TALLAHASSEE, Fla. (WTXL)--Mental health advocates say they've seen millions of dollars of cuts to services over the last few years and the state needs to do a better at funding them.
Spending her time working on activities here at the Apalachee center is almost a daily routine for Rebekah Turpin.
"If I wasn't here, I'd probably get depressed a lot , not be able to do much, that's why i come here to get out for the day," said Turpin.
It's a place she goes to cope Rebekah suffers from two mental illnesses including bi-bolar disorder and schizophrenia.
"I would be going crazy and hurting people and hurting myself," said Turpin.
The 32-year old is proof that state funding for mental illness is much needed. She says her medications would cost her about $600 dollars a month without the state's help and the programs they offer.

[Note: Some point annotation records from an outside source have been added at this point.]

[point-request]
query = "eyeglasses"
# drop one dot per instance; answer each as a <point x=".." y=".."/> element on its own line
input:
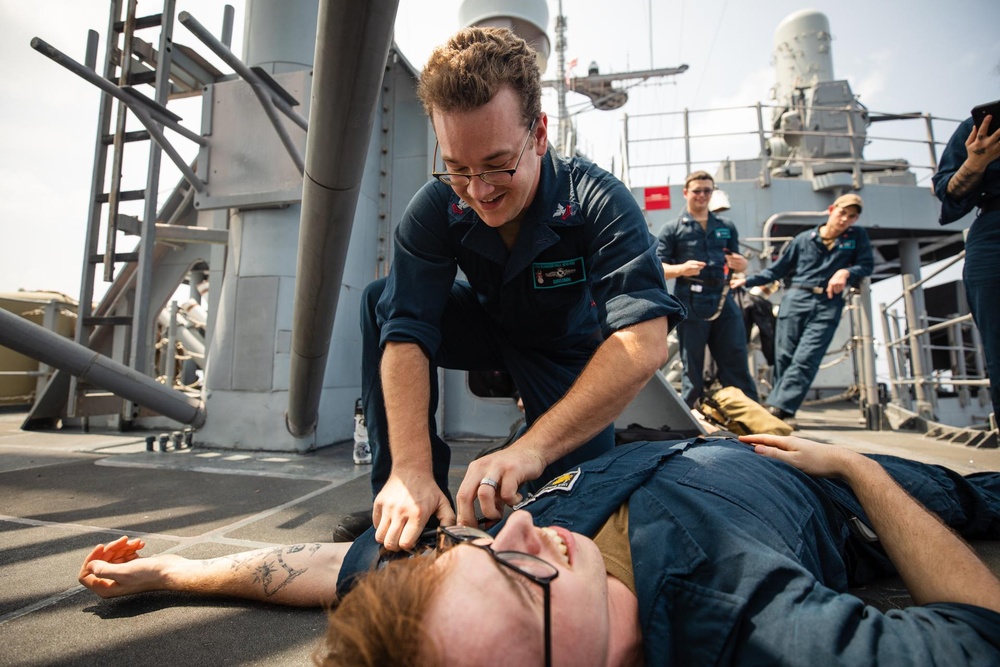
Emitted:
<point x="530" y="567"/>
<point x="493" y="176"/>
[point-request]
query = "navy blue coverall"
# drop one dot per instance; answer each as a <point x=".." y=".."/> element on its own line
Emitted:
<point x="982" y="247"/>
<point x="712" y="319"/>
<point x="807" y="318"/>
<point x="739" y="559"/>
<point x="583" y="266"/>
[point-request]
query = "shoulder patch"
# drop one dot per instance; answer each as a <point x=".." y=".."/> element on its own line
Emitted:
<point x="563" y="484"/>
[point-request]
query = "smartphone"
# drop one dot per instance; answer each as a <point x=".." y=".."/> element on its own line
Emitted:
<point x="988" y="109"/>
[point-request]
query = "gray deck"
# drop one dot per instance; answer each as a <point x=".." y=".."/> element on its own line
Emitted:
<point x="63" y="492"/>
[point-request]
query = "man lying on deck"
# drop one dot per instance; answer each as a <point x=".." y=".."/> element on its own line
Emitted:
<point x="703" y="551"/>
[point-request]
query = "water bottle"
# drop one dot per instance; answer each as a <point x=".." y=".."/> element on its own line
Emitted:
<point x="362" y="451"/>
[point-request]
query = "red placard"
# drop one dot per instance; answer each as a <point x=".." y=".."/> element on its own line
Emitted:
<point x="658" y="197"/>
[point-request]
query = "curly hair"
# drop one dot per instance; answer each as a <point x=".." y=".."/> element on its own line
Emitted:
<point x="467" y="71"/>
<point x="380" y="622"/>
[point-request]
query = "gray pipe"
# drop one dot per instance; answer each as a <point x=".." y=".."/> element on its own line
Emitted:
<point x="50" y="348"/>
<point x="352" y="45"/>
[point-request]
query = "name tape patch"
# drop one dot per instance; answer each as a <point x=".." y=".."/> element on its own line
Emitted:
<point x="558" y="274"/>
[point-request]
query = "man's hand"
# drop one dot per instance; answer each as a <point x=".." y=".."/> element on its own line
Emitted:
<point x="810" y="457"/>
<point x="509" y="468"/>
<point x="116" y="569"/>
<point x="981" y="148"/>
<point x="403" y="507"/>
<point x="838" y="283"/>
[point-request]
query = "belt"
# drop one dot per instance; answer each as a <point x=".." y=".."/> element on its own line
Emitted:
<point x="699" y="281"/>
<point x="807" y="288"/>
<point x="990" y="205"/>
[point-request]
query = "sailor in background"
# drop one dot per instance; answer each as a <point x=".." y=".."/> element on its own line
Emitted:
<point x="968" y="177"/>
<point x="699" y="249"/>
<point x="820" y="263"/>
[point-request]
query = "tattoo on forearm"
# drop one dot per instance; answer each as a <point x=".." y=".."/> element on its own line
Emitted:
<point x="963" y="182"/>
<point x="269" y="567"/>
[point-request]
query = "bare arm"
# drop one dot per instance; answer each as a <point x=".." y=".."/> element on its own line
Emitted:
<point x="915" y="540"/>
<point x="619" y="369"/>
<point x="410" y="496"/>
<point x="982" y="150"/>
<point x="303" y="575"/>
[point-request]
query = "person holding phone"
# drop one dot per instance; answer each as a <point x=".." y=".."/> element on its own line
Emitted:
<point x="968" y="178"/>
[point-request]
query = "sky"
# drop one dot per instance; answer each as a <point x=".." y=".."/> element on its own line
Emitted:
<point x="898" y="55"/>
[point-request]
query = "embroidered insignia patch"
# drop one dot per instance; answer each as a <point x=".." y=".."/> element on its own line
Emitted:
<point x="564" y="484"/>
<point x="557" y="274"/>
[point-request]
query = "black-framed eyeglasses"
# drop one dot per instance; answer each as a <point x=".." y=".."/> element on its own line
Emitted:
<point x="493" y="176"/>
<point x="530" y="567"/>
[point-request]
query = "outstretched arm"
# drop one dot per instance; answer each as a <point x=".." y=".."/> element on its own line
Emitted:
<point x="302" y="575"/>
<point x="915" y="540"/>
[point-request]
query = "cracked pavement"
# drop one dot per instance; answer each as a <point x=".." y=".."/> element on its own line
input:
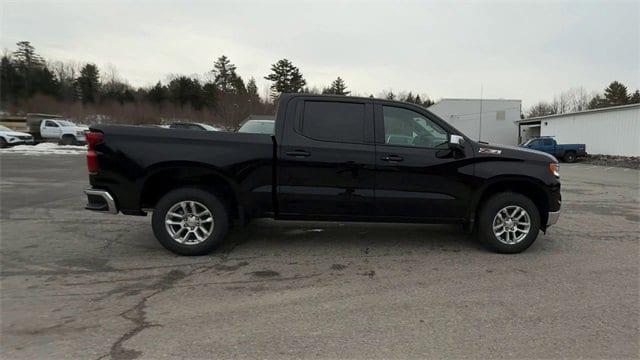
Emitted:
<point x="75" y="284"/>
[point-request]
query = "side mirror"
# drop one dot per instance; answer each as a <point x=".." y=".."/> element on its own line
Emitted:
<point x="456" y="142"/>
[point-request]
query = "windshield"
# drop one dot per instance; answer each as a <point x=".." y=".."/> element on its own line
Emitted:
<point x="209" y="127"/>
<point x="258" y="127"/>
<point x="65" y="123"/>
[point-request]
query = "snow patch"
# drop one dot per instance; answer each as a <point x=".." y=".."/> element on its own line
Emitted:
<point x="45" y="149"/>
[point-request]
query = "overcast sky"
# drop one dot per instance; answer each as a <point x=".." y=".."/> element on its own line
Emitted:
<point x="517" y="50"/>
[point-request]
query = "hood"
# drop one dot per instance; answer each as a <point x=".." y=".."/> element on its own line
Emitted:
<point x="14" y="133"/>
<point x="516" y="152"/>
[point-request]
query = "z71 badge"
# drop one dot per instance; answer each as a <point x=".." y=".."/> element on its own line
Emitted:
<point x="489" y="151"/>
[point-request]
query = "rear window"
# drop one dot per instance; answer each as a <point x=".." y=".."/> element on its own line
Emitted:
<point x="333" y="121"/>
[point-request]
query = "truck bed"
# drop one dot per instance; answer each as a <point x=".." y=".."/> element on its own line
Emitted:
<point x="132" y="156"/>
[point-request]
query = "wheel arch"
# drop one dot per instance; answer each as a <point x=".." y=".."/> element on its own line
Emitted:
<point x="164" y="177"/>
<point x="527" y="186"/>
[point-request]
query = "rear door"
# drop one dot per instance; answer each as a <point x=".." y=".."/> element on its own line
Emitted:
<point x="326" y="159"/>
<point x="418" y="176"/>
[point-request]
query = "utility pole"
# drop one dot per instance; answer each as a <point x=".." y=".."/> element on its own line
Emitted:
<point x="480" y="130"/>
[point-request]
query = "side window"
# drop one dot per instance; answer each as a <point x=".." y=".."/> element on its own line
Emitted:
<point x="333" y="121"/>
<point x="409" y="128"/>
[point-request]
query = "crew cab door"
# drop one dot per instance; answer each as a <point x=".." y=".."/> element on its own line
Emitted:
<point x="417" y="175"/>
<point x="50" y="129"/>
<point x="326" y="159"/>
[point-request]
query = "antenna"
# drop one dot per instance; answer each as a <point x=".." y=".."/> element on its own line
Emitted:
<point x="480" y="129"/>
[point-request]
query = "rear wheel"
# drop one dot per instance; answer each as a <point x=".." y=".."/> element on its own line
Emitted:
<point x="190" y="221"/>
<point x="509" y="223"/>
<point x="569" y="156"/>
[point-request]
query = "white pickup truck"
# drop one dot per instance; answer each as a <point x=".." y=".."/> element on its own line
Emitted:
<point x="66" y="132"/>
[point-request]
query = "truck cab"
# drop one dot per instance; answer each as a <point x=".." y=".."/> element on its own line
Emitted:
<point x="65" y="131"/>
<point x="548" y="144"/>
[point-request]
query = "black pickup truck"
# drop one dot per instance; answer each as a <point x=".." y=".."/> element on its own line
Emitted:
<point x="331" y="158"/>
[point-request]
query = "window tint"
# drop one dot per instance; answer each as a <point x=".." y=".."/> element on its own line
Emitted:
<point x="333" y="121"/>
<point x="409" y="128"/>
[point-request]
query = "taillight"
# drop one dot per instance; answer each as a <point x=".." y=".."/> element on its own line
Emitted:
<point x="93" y="138"/>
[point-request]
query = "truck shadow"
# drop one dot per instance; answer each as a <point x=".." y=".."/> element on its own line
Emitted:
<point x="315" y="238"/>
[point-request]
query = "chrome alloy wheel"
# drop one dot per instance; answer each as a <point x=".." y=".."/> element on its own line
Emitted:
<point x="189" y="222"/>
<point x="511" y="225"/>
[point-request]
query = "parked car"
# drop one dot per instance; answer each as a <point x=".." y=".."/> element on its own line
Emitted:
<point x="329" y="159"/>
<point x="566" y="152"/>
<point x="10" y="137"/>
<point x="65" y="131"/>
<point x="194" y="126"/>
<point x="258" y="127"/>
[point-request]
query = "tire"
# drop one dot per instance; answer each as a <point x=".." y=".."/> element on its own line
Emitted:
<point x="569" y="157"/>
<point x="193" y="239"/>
<point x="67" y="140"/>
<point x="510" y="202"/>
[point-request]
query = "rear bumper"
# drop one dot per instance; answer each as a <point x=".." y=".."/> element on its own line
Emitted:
<point x="100" y="200"/>
<point x="553" y="217"/>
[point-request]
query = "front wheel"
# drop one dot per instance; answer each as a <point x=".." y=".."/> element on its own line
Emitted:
<point x="190" y="221"/>
<point x="509" y="223"/>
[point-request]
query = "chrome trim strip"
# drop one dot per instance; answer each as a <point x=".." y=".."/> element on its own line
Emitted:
<point x="111" y="204"/>
<point x="553" y="217"/>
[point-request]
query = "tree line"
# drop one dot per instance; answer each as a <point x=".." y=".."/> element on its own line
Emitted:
<point x="578" y="99"/>
<point x="29" y="83"/>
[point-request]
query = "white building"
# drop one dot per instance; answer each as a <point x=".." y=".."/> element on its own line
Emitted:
<point x="497" y="117"/>
<point x="609" y="131"/>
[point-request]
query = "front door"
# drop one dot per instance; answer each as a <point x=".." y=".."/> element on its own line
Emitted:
<point x="417" y="175"/>
<point x="327" y="158"/>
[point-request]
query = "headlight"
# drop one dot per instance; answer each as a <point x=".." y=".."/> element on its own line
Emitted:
<point x="554" y="168"/>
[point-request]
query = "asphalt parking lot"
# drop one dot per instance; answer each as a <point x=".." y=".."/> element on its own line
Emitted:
<point x="75" y="284"/>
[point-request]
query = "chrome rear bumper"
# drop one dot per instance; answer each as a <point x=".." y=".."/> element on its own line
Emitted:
<point x="100" y="200"/>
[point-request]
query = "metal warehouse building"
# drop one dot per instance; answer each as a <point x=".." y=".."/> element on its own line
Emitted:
<point x="608" y="131"/>
<point x="489" y="120"/>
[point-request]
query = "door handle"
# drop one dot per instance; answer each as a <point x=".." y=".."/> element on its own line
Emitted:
<point x="392" y="158"/>
<point x="298" y="153"/>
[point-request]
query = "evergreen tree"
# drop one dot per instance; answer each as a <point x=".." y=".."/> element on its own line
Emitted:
<point x="286" y="78"/>
<point x="226" y="79"/>
<point x="210" y="93"/>
<point x="409" y="98"/>
<point x="10" y="81"/>
<point x="252" y="90"/>
<point x="597" y="102"/>
<point x="616" y="94"/>
<point x="390" y="95"/>
<point x="88" y="84"/>
<point x="158" y="94"/>
<point x="338" y="87"/>
<point x="184" y="90"/>
<point x="26" y="57"/>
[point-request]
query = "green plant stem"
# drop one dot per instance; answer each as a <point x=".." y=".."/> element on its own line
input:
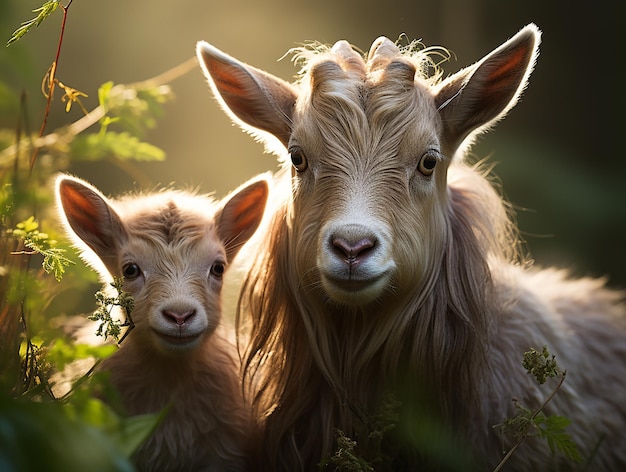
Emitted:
<point x="51" y="79"/>
<point x="534" y="415"/>
<point x="67" y="133"/>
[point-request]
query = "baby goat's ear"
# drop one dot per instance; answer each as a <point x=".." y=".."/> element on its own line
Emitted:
<point x="89" y="217"/>
<point x="241" y="215"/>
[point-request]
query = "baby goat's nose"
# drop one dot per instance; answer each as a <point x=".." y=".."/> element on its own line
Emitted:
<point x="178" y="317"/>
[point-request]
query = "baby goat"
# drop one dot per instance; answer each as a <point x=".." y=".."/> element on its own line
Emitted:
<point x="172" y="249"/>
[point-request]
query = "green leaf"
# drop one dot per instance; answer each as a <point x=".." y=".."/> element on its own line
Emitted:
<point x="43" y="12"/>
<point x="54" y="261"/>
<point x="61" y="353"/>
<point x="123" y="146"/>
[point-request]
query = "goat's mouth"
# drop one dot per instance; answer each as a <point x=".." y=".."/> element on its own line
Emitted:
<point x="354" y="290"/>
<point x="180" y="341"/>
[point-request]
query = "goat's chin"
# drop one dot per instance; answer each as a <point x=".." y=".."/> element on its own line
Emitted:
<point x="354" y="292"/>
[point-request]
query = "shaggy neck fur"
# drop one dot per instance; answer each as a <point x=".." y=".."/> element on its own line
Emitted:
<point x="439" y="333"/>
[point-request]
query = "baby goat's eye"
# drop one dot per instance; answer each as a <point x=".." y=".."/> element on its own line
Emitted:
<point x="131" y="271"/>
<point x="217" y="269"/>
<point x="427" y="162"/>
<point x="298" y="159"/>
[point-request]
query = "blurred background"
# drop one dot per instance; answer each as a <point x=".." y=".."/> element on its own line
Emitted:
<point x="558" y="153"/>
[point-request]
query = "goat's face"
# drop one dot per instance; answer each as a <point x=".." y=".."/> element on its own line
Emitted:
<point x="176" y="284"/>
<point x="369" y="182"/>
<point x="370" y="142"/>
<point x="171" y="249"/>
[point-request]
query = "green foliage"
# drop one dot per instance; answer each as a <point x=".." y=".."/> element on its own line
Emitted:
<point x="365" y="451"/>
<point x="540" y="365"/>
<point x="43" y="12"/>
<point x="123" y="146"/>
<point x="74" y="421"/>
<point x="535" y="423"/>
<point x="110" y="326"/>
<point x="54" y="262"/>
<point x="346" y="457"/>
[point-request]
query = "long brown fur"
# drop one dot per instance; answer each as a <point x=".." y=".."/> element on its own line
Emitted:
<point x="175" y="238"/>
<point x="446" y="333"/>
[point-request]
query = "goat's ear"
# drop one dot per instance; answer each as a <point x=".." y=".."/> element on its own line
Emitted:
<point x="241" y="215"/>
<point x="252" y="97"/>
<point x="479" y="95"/>
<point x="88" y="216"/>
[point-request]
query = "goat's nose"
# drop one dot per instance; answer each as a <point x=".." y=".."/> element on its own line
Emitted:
<point x="179" y="317"/>
<point x="353" y="249"/>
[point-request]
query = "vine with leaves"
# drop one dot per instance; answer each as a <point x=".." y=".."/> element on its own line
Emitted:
<point x="35" y="410"/>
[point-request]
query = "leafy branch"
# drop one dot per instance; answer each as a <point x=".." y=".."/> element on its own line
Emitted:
<point x="40" y="243"/>
<point x="43" y="12"/>
<point x="528" y="423"/>
<point x="108" y="325"/>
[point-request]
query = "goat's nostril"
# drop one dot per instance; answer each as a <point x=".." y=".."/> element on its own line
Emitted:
<point x="180" y="318"/>
<point x="352" y="250"/>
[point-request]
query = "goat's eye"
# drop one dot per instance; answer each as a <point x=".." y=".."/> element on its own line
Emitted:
<point x="298" y="159"/>
<point x="131" y="271"/>
<point x="427" y="163"/>
<point x="217" y="269"/>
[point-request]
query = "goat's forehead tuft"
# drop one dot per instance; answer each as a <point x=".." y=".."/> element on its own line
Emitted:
<point x="170" y="217"/>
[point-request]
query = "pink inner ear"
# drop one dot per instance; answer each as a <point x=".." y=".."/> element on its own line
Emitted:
<point x="500" y="76"/>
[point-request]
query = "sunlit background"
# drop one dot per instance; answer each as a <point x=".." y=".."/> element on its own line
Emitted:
<point x="559" y="152"/>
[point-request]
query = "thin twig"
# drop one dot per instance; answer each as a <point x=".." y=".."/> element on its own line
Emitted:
<point x="51" y="79"/>
<point x="94" y="115"/>
<point x="534" y="415"/>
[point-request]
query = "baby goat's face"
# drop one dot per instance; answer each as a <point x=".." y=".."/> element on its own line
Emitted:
<point x="176" y="288"/>
<point x="171" y="248"/>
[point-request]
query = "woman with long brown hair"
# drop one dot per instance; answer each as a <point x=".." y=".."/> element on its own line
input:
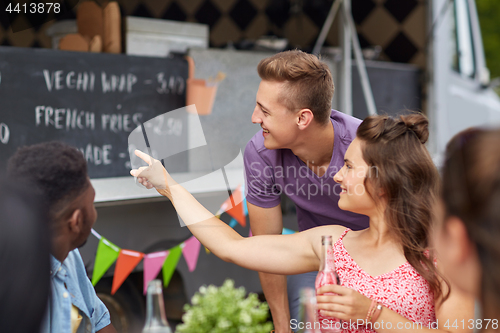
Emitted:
<point x="467" y="239"/>
<point x="388" y="274"/>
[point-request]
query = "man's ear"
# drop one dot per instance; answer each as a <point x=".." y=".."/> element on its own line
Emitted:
<point x="305" y="118"/>
<point x="75" y="221"/>
<point x="460" y="247"/>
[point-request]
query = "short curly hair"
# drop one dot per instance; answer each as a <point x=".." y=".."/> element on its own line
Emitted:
<point x="57" y="170"/>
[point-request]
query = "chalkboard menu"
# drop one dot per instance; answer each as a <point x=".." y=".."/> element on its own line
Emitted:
<point x="91" y="101"/>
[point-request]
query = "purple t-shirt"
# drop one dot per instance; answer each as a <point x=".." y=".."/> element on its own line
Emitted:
<point x="271" y="172"/>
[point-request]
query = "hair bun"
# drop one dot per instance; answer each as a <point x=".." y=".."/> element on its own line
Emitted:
<point x="418" y="124"/>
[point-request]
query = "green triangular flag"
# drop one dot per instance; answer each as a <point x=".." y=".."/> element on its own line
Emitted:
<point x="106" y="255"/>
<point x="168" y="268"/>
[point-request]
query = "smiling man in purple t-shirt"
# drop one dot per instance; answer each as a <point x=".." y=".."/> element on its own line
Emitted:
<point x="298" y="151"/>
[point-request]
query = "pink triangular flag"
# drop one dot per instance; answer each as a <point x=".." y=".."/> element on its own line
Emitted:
<point x="152" y="266"/>
<point x="191" y="251"/>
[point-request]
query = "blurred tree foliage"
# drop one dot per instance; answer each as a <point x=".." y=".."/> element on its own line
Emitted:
<point x="489" y="17"/>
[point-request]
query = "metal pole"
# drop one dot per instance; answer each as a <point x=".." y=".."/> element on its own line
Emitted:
<point x="346" y="66"/>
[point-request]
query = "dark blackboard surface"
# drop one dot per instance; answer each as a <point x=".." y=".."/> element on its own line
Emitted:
<point x="91" y="101"/>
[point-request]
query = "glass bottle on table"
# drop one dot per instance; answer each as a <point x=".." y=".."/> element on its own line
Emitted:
<point x="327" y="276"/>
<point x="156" y="321"/>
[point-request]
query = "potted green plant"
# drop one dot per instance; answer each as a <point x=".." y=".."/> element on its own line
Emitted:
<point x="225" y="310"/>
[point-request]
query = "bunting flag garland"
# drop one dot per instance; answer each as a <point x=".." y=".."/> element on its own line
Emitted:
<point x="153" y="263"/>
<point x="106" y="255"/>
<point x="170" y="263"/>
<point x="191" y="251"/>
<point x="127" y="260"/>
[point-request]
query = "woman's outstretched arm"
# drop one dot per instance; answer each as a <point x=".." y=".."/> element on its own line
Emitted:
<point x="279" y="254"/>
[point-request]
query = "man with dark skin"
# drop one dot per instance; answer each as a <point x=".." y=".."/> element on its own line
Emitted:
<point x="58" y="172"/>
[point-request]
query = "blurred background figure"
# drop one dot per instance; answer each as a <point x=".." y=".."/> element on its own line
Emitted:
<point x="468" y="239"/>
<point x="24" y="259"/>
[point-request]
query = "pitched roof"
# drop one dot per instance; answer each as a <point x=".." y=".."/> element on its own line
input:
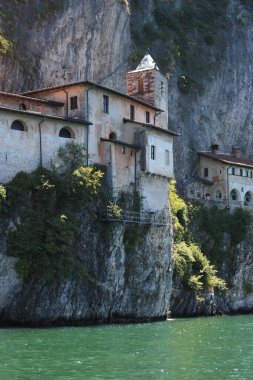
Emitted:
<point x="89" y="83"/>
<point x="151" y="126"/>
<point x="147" y="63"/>
<point x="227" y="159"/>
<point x="45" y="116"/>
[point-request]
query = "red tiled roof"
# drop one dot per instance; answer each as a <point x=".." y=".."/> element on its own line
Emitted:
<point x="38" y="100"/>
<point x="93" y="84"/>
<point x="225" y="158"/>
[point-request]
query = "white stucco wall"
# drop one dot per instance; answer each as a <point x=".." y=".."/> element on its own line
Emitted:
<point x="20" y="150"/>
<point x="155" y="192"/>
<point x="162" y="143"/>
<point x="105" y="123"/>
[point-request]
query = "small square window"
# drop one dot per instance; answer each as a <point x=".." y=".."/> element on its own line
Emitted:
<point x="152" y="152"/>
<point x="73" y="102"/>
<point x="167" y="157"/>
<point x="105" y="104"/>
<point x="132" y="112"/>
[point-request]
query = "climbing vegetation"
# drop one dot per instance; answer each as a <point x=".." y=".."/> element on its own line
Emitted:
<point x="219" y="230"/>
<point x="192" y="267"/>
<point x="5" y="44"/>
<point x="2" y="195"/>
<point x="49" y="204"/>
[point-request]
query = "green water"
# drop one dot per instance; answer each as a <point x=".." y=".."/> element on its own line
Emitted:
<point x="203" y="348"/>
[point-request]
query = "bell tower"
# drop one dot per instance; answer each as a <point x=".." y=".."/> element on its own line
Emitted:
<point x="147" y="83"/>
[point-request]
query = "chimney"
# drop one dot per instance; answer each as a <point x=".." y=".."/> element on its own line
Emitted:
<point x="214" y="148"/>
<point x="236" y="152"/>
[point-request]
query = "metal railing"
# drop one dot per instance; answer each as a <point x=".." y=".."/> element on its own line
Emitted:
<point x="145" y="218"/>
<point x="223" y="204"/>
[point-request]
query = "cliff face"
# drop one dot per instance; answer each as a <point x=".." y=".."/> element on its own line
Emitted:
<point x="98" y="40"/>
<point x="119" y="282"/>
<point x="92" y="40"/>
<point x="67" y="41"/>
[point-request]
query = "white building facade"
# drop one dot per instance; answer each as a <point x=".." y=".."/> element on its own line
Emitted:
<point x="225" y="179"/>
<point x="126" y="132"/>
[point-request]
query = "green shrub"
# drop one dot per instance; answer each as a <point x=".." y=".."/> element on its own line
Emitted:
<point x="192" y="267"/>
<point x="49" y="204"/>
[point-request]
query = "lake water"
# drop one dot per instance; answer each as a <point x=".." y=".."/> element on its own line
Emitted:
<point x="217" y="348"/>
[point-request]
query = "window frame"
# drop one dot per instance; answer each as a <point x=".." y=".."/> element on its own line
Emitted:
<point x="105" y="103"/>
<point x="152" y="152"/>
<point x="132" y="112"/>
<point x="69" y="131"/>
<point x="20" y="126"/>
<point x="167" y="157"/>
<point x="73" y="103"/>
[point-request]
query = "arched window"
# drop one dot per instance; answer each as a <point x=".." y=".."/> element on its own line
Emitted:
<point x="66" y="133"/>
<point x="22" y="106"/>
<point x="218" y="195"/>
<point x="248" y="198"/>
<point x="17" y="125"/>
<point x="113" y="136"/>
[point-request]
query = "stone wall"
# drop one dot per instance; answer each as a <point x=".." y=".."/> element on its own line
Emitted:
<point x="123" y="280"/>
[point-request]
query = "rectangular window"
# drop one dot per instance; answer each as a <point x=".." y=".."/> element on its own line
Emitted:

That's why Bob Sharpe, the CEO of the Florida Council for Community Health is passionate about pushing the state to provide more funding.
"$21 million is such a small amount to try and cover the needs for such a large population in such a large state, as Florida we need to do much better," said Sharpe.
Sharpe says the legislature restored about $21 million dollars of funding this year, but that's on top of the more than $16 million dollars they cut.
Florida is also close to the bottom when it comes to funding these services which ranks 49th out of 50 states.
Representative Michelle Rehwinkel Vasilinda says that's exactly why the state must do better.
"Although we've had some progress, its certainly not enough, we really need to robustly fund mental health in this state," said Rehwinkel Vasilinda.
Rebekah is hoping they'll make even more a priority next year.
"I'm not crazy, just something I have to go through, something i need," said Turpin.
So centers like Apalachee can remain open to help her and thousands more who benefit from the services.